Congrats – you’ve made it! Once the jet lag wears off, the real fun begins. There are just a few things you'll need to sort out before you can really start enjoying your adventure abroad. Here’s your guide to everything that happens next.

Feb 12, 2022
  • During Study Abroad
  • Student Social Life

Congrats – you’ve made it! Once the jet lag wears off, the real fun begins. There are just a few things you'll need to sort out before you can really start enjoying your adventure abroad. Here’s your guide to everything that happens next.

Table of Contents

1. The first few days

2. Adjusting to study expectations

3. Adjusting to a new culture

  How to beat homesickness

  • How to make friends

Need country-specific information?

Use our country guides to find exactly what you need.

1. The first few days

The first few days of being in a new country can be both exciting and completely overwhelming. You’ll probably be exhausted but there are some crucial things you’ll need to do. You may want to first text your parents or friends that you got there safely! Trust us on this one. So, now what?

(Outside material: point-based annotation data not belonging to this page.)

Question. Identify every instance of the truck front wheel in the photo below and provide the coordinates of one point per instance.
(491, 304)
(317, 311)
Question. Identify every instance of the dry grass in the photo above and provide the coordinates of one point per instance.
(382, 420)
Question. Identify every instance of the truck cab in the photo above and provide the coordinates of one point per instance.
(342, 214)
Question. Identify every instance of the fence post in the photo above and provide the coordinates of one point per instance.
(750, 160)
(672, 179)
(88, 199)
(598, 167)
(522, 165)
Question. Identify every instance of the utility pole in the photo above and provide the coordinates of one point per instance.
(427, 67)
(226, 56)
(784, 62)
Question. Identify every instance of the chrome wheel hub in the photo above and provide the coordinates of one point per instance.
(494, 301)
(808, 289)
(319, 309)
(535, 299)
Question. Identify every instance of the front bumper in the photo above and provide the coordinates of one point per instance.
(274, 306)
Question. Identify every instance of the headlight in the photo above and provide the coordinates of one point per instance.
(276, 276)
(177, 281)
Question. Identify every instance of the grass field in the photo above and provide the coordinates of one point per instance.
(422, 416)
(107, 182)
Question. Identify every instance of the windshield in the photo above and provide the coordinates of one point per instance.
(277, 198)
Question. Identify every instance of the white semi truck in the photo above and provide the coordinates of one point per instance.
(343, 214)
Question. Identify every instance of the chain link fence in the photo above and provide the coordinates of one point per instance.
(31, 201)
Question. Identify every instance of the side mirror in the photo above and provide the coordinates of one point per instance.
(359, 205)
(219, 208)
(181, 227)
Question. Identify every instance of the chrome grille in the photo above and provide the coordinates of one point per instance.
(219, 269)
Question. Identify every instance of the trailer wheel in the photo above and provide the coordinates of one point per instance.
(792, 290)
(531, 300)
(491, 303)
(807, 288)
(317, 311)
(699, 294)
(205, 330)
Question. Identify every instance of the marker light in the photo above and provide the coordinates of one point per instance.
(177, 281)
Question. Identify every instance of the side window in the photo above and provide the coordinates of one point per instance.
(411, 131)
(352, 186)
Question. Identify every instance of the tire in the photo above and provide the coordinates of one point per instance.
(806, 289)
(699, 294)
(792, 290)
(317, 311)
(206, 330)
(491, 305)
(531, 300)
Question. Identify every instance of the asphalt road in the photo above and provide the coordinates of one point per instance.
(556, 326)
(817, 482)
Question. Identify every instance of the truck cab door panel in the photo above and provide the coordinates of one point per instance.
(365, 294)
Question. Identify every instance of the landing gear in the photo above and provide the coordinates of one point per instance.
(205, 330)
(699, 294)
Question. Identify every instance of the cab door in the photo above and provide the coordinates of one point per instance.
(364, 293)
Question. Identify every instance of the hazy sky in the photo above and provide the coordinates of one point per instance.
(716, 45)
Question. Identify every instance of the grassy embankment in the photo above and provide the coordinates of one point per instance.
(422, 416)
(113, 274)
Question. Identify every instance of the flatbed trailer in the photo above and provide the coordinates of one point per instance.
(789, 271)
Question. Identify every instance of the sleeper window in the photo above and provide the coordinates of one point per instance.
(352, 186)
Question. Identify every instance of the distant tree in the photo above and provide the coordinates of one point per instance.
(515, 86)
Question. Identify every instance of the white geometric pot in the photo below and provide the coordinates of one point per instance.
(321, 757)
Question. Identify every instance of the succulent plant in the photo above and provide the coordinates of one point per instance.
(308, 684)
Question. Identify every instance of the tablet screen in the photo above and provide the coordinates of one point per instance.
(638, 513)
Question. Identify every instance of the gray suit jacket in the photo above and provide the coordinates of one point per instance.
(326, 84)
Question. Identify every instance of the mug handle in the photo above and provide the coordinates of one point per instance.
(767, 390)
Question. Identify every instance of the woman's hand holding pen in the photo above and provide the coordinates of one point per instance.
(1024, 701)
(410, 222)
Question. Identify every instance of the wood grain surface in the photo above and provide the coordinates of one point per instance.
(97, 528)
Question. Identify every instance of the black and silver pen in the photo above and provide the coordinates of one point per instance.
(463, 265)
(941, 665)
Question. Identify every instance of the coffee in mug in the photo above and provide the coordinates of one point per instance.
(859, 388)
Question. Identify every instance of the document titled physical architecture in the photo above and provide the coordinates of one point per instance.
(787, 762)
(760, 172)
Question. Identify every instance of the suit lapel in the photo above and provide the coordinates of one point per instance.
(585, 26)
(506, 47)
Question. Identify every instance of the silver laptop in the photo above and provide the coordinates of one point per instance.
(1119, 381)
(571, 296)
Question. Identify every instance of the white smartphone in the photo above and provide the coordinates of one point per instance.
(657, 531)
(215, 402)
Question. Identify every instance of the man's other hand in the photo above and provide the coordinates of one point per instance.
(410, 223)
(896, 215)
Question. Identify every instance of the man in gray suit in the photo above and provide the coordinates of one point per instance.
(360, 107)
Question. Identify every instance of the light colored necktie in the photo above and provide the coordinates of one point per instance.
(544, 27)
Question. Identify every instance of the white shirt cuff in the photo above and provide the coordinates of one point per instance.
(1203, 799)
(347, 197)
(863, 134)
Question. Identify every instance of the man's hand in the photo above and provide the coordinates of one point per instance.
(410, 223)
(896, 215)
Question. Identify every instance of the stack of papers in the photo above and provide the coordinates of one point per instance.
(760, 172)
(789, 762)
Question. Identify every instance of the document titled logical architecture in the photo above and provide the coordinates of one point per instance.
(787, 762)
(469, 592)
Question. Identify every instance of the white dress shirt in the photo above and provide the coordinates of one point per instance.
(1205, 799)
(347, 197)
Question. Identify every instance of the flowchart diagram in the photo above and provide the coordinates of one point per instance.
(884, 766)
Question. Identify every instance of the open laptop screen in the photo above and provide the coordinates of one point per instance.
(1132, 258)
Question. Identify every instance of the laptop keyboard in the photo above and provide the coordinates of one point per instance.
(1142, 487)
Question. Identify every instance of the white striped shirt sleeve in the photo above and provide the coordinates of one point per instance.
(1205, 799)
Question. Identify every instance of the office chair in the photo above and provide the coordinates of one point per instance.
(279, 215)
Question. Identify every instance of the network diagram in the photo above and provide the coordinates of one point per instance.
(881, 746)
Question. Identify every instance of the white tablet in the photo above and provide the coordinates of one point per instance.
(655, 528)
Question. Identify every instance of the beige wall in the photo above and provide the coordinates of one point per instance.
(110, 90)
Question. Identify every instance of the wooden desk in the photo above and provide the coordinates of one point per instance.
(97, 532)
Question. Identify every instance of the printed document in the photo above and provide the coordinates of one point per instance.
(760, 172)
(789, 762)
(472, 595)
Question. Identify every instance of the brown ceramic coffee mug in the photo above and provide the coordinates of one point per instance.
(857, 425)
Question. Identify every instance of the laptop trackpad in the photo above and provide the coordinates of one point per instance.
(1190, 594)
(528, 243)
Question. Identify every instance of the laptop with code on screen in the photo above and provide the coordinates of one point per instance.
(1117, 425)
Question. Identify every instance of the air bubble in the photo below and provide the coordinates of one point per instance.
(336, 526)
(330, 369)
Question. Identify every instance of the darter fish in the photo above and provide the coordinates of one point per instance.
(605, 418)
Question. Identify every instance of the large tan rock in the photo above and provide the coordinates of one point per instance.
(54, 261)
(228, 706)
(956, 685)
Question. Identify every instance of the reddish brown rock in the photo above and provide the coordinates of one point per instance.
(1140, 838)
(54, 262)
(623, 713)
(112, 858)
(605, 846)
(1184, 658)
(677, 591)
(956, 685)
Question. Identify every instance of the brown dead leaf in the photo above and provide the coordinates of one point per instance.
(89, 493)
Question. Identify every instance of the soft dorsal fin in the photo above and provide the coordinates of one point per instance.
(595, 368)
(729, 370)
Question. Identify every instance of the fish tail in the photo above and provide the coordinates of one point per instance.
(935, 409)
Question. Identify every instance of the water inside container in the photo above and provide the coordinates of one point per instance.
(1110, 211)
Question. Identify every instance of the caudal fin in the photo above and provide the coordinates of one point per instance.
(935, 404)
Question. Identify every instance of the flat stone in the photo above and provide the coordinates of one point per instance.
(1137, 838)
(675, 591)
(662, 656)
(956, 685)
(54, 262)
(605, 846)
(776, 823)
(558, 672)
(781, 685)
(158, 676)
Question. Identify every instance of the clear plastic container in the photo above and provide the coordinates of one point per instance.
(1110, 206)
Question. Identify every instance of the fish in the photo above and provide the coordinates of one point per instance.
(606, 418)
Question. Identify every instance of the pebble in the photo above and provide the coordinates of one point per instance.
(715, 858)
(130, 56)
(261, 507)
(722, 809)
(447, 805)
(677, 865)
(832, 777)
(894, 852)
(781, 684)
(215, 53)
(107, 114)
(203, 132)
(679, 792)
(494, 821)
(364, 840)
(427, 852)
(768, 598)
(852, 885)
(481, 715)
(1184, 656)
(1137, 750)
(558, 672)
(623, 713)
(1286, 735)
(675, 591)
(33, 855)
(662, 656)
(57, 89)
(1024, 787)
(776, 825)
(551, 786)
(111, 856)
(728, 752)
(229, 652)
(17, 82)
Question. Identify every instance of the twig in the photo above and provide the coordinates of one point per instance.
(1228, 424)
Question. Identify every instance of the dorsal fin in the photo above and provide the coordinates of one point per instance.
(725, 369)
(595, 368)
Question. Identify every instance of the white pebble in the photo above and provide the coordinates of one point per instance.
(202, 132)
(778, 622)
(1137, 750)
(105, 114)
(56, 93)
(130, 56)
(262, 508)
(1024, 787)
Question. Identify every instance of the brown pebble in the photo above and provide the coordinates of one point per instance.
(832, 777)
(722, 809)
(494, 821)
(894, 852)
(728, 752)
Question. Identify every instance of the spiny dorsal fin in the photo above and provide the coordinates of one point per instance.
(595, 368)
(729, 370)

If you haven’t already, figure out your money situation

Do your research before heading to the currency exchange booth at the airport. Many countries these days are 'cash-free', where it's actually easier to use your debit card from home. Just make sure to call your bank before you go to let them know you’ll be abroad! If you do need cash, be sure to research the exchange rate. Currency exchange places usually won’t have a good exchange rate compared to your debit card and a local ATM. Be aware that there might be foreign transaction fees when using ATMs outside your country.

Buy last-minute items

Hopefully, you didn’t waste space by bringing full sized shampoo from home! Now’s the time to stock up on the essentials. Go to a local grocery store or pharmacy and pick up a few items you didn’t pack. Depending on your housing situation, you might also need to purchase some bedsheets as well. Reward yourself for all of your hard work with a snack.

Get a phone

You have a few options here that largely depend on what sort of money you can spend, and what the rules are with your phone carrier back home.

Option 1: Use the phone you brought from home with a foreign SIM card

If you have an unlocked cell phone, you can switch out the SIM cards for one from a local carrier. This is probably the easiest option, but it might not be possible if your phone is locked. Check with your carrier before you travel for rules and restrictions.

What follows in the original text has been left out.